Monday, November 26, 2007

Apples, oranges and whales

The Los Angeles Times published this week-end a story based on an interview with Joji Morishita of the international division of the Japanese Fisheries Agency.

Since I came back to the International Whaling Commission (IWC) after an absence of nearly 25 years, I have found that Joji was one of the most interesting characters in the very large IWC annual meetings. I told him a few months ago that I liked the fact that he was behaving like a campaigner at the meetings. Regardless of what side they're on, good campaigners can understand each others, because they have a lot in common. One thing that all good campaigners know is that they need an exit strategy at some point.

[Maybe we need a Geneva Convention to set rules for advocacy campaigners]

Reading Joji's statement in The LA Times this week-end, I'm not entirely sure if time has come. Or I wonder if time has already passed, for a mutually acceptable exit strategy (one that can work for whales, the resource we all want to conserve, of course).
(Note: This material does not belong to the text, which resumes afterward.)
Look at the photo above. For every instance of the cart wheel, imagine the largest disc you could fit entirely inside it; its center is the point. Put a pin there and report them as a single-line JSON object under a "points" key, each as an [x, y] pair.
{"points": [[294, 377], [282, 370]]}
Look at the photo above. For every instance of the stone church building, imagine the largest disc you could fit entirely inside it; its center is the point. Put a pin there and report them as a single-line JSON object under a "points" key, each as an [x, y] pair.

Joji says "we are prepared to protect the way of life for small communities". I think no-one, or very few people would dispute that.

But in the LA Times article, coastal and Antarctic whaling are put in the same basket, though the latter has nothing to do with small communities, and very little about tradition. They're like apples and oranges in many ways.

It's hard to know if the confusion was entertained by the reporter, or by Joji.

Or by both.

I expect we'll know more after the Pew-sponsored symposium we're organizing in Tokyo at the end of January.